In light of the evidence that the FBI attempts to control for laboratory error, the court finds the defendant's challenge to be unpersuasive.
b. Error Rate in Statistical Methodology
"The defense maintains the position that the DNA evidence is inadmissible because there are no scientifically valid statistical methods that address both the probability of a coincidental match between two people who share common genetic characteristics and the probability that a match would mistakenly be reported due to laboratory error." The defendant also asserts that the "state of science is not such that this issue is a matter of weight."
The defendant also challenges the use of the product rule (which involves multiplication of allelic frequencies) and the "relevance of small unrepresentative databases."
The court acknowledges that there has been debate about the use of the product rule, see United States v. Shea, 957 F. Supp. at 341, however, Rule 702 does not require consensus, see id. at 343. As the government correctly points out, the 1996 NRC II effectively ended much of this debate. NRC II at 122 (recommending that the calculation of profile frequencies be made with the product rule and discussing ways to account in a conservative way for likely negative systematic effects). Moreover, the government has directed the court's attention to cases which find that the use of the product rule is sufficiently reliable to be admissible under Daubert. See e.g., United States v. Gaines, 979 F. Supp. at 1441; United States v. Shea, 957 F. Supp. at 342-43.
Concerning the size of the population databases used by the FBI to calculate random match frequencies, the government presented evidence that these databases are based on convenience samples drawn from various sources, including paternity test laboratories. These databases contain more than a statistically sufficient number of samples to permit the calculations of valid allelic frequencies. Moreover, the FBI has published up to forty-one of these databases with the underlying raw data also being available to the public.
In light of this evidence, the court finds that these types of arguments relate to the weight of the evidence and not whether the statistical methodology is valid.
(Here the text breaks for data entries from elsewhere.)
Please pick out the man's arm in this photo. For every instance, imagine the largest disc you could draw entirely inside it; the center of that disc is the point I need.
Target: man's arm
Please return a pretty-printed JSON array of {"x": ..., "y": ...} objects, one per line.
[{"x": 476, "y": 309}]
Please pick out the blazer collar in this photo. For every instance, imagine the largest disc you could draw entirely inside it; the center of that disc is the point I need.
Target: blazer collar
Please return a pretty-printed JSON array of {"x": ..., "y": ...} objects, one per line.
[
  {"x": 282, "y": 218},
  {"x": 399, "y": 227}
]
The court does not agree. In making its determination, the court finds the conclusions announced in the 1996 NRC II to be persuasive: "[W]e believe that a calculation that combines error rates with match probabilities is inappropriate." NRC II, at 87. Moreover, the defendant's own expert, Dr. Shields, does not believe that both the probability of a match and the probability of error should be included as a part of a likelihood ratio analysis. Rather, Dr. Shields stated that "there is more information if you provide the two estimates separately, and then somebody who is listening can make a decision on their own about what it means." Tr. at C167. As the court has already explained, Rule 702 does not require consensus, only valid methodology. Thus, contrary to the defendant's assertion, the court finds that this challenge is more an issue of weight and not an issue of admissibility.
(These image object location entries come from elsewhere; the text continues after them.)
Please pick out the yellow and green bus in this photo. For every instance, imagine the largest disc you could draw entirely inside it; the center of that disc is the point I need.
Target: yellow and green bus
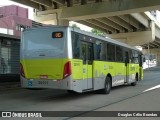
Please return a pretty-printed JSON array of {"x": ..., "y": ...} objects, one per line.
[{"x": 67, "y": 58}]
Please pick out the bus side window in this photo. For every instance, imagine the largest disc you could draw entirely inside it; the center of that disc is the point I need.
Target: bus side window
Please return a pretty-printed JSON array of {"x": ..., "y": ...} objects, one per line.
[
  {"x": 76, "y": 45},
  {"x": 110, "y": 52},
  {"x": 119, "y": 54}
]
For the foregoing reasons, the court finds that the expert testimony concerning DNA evidence meets the requirements of Rule 702 of the Federal Rules of Civil Procedure. Therefore, the court will deny the defendant's motion. The court will issue an order to this effect in conjunction with its opinion.
For the reasons stated in the court's memorandum opinion of this date, IT IS HEREBY ORDERED that the Motion to Exclude Expert Testimony on DNA Analysis (D.I. 74) filed by the defendant, John Walter Trala is DENIED.